While used across the country, the insurance has been most coveted in recent years in the West. The “four corners” area of Arizona, Utah, Colorado and New Mexico is in “extreme” or “exceptional” drought, according to government data. Statewide over the past year, Arizona has seen half its average precipitation. Navajo County, home to Snowflake, is going through its second-driest year in a more than a century.
The easygoing Mr. Elkins lamented a landscape barren as far as the eye can see, stripped of the knee-high grass that would normally sustain his herd. He has used the insurance payments to truck in 200 tons of hay in the past two years, which he says is hardly enough.
The USDA isn’t eliminating the program, but in many areas it has sharply reduced how much forage is worth on a given acre, arguing the values used today to determine payouts are artificially high. Some rangers in Arizona, who reject that reasoning, could see cuts of 40% or more.
The program began in 2007 and expanded nationally during the Obama administration. Today, there are almost 99 million acres covered—24 million alone in Arizona—and the net government cost has gone from $14 million to $136 million, a fraction of the billions in annual farm subsidies. Nearly 33,000 policies were sold in 2018.
“This is a valuable program and I want it to be around 10 to 20 years from now, so I think the changes they are making will help it last,” said Brandon Willis, a former USDA official who was involved with the expansion. “It is quite a shock, there’s no doubt about it,” he said of the cutback.
Secretary Perdue hasn’t responded to the Sept. 18 letter from a bipartisan group of U.S. House members that called for no changes in 2019 while concerns about the program were being evaluated. One concern within the administration is preventing people without cattle from buying the insurance. Ranchers who have been consulted by the USDA’s Risk Management Agency—which operates the insurance program—say certification of cattle ownership will be part of next year’s program, among other tweaks.

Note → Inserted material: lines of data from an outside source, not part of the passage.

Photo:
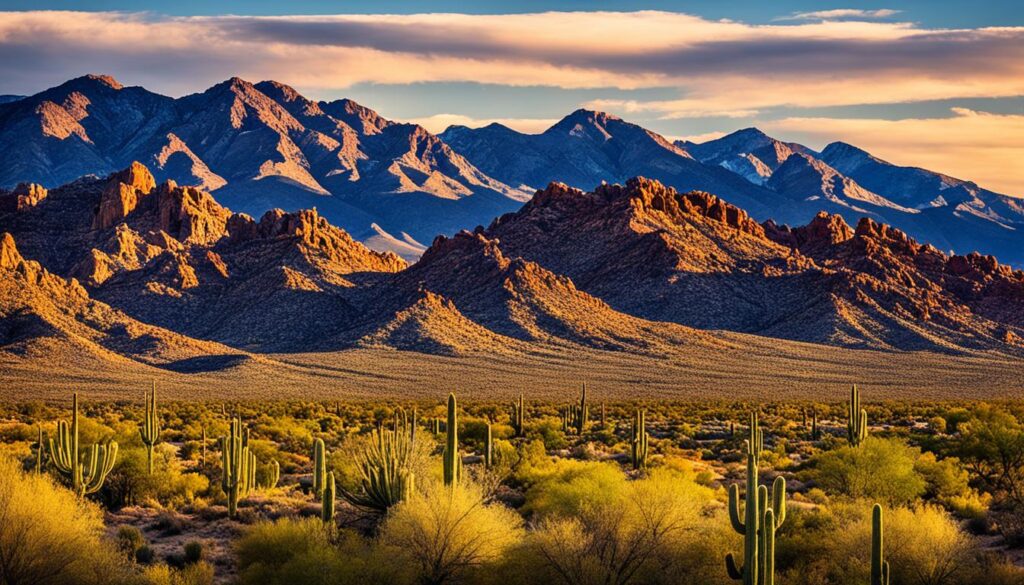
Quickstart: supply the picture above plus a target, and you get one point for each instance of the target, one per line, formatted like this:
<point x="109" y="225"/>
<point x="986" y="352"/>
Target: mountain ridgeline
<point x="395" y="186"/>
<point x="125" y="267"/>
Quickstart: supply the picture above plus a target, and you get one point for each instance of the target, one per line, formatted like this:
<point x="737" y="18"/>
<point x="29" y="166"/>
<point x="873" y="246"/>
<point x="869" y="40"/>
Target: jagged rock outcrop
<point x="122" y="195"/>
<point x="692" y="259"/>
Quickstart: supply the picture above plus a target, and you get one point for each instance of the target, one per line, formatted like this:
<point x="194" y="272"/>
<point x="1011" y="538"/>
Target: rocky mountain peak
<point x="9" y="256"/>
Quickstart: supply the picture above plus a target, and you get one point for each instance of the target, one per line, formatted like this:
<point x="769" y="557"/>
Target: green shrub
<point x="49" y="536"/>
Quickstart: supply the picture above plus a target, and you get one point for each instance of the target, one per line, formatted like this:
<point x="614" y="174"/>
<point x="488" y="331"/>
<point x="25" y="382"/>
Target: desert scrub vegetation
<point x="579" y="492"/>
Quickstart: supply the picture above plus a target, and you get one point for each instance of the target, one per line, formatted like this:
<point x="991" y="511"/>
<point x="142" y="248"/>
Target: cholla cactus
<point x="639" y="441"/>
<point x="452" y="458"/>
<point x="760" y="520"/>
<point x="385" y="469"/>
<point x="856" y="426"/>
<point x="238" y="465"/>
<point x="86" y="476"/>
<point x="320" y="468"/>
<point x="880" y="567"/>
<point x="151" y="427"/>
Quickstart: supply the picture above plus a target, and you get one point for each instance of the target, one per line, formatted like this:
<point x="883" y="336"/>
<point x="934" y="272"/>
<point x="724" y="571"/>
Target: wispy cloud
<point x="982" y="147"/>
<point x="842" y="13"/>
<point x="438" y="122"/>
<point x="718" y="68"/>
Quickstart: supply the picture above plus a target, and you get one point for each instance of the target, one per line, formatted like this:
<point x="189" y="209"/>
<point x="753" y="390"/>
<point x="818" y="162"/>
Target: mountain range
<point x="395" y="186"/>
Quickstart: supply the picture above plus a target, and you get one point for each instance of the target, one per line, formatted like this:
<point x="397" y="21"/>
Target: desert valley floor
<point x="759" y="369"/>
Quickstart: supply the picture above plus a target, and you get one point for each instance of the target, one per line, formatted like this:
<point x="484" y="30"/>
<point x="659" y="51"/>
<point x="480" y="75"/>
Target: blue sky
<point x="937" y="84"/>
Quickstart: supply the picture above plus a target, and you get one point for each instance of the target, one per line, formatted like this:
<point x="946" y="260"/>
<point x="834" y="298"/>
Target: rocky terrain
<point x="168" y="275"/>
<point x="395" y="186"/>
<point x="694" y="259"/>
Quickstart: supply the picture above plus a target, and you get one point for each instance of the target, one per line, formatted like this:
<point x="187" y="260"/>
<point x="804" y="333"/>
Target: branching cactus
<point x="763" y="514"/>
<point x="238" y="465"/>
<point x="327" y="508"/>
<point x="320" y="468"/>
<point x="453" y="461"/>
<point x="519" y="416"/>
<point x="86" y="475"/>
<point x="639" y="441"/>
<point x="151" y="427"/>
<point x="856" y="426"/>
<point x="880" y="567"/>
<point x="385" y="469"/>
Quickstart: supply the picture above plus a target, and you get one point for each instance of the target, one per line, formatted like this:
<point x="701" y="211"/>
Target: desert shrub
<point x="450" y="533"/>
<point x="595" y="527"/>
<point x="926" y="547"/>
<point x="129" y="540"/>
<point x="565" y="487"/>
<point x="130" y="483"/>
<point x="305" y="552"/>
<point x="198" y="574"/>
<point x="194" y="551"/>
<point x="48" y="536"/>
<point x="881" y="469"/>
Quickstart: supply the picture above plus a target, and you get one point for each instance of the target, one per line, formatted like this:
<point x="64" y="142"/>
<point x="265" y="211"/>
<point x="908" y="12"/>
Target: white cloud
<point x="719" y="68"/>
<point x="842" y="13"/>
<point x="981" y="147"/>
<point x="438" y="122"/>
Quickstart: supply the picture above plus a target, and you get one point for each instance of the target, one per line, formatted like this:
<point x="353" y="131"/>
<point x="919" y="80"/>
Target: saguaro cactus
<point x="453" y="461"/>
<point x="880" y="567"/>
<point x="639" y="441"/>
<point x="760" y="520"/>
<point x="518" y="417"/>
<point x="273" y="474"/>
<point x="327" y="508"/>
<point x="488" y="449"/>
<point x="39" y="451"/>
<point x="238" y="465"/>
<point x="151" y="427"/>
<point x="856" y="426"/>
<point x="86" y="476"/>
<point x="320" y="468"/>
<point x="578" y="415"/>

“We felt like we were stabbed in the back by the RMA folks after having a lot of communication with them,” said Jay Whetten, president of the Arizona Cattle Growers’ Association. He said that while ranchers have never sought the kind of programs other farm sectors have long relied on, the pasture, rangeland and forage program has been welcome.
“People out here in the West, we don’t believe that Washington hardly ever gets it right,” Mr. Whetten said. “It’s ‘get out of my way, leave me alone so I can make a living.’ But this drought-assistance program has been a very good and effective program.”
In Snowflake, Mr. Elkins gave a tour of his ranch after spending hours on horseback rounding up cattle for sale. “The weather is your livelihood and if you don’t get moisture it can be crushing,” he said. “I haven’t seen it this bad in my lifetime.”
As it happened, a couple of inches of rain had fallen a few days earlier, some of it forming muddy puddles on the dirt road and spurring some grass growth on the periphery. But Mr. Elkins is already moving to cut his losses and selling half the herd. “It’s too late,” he said.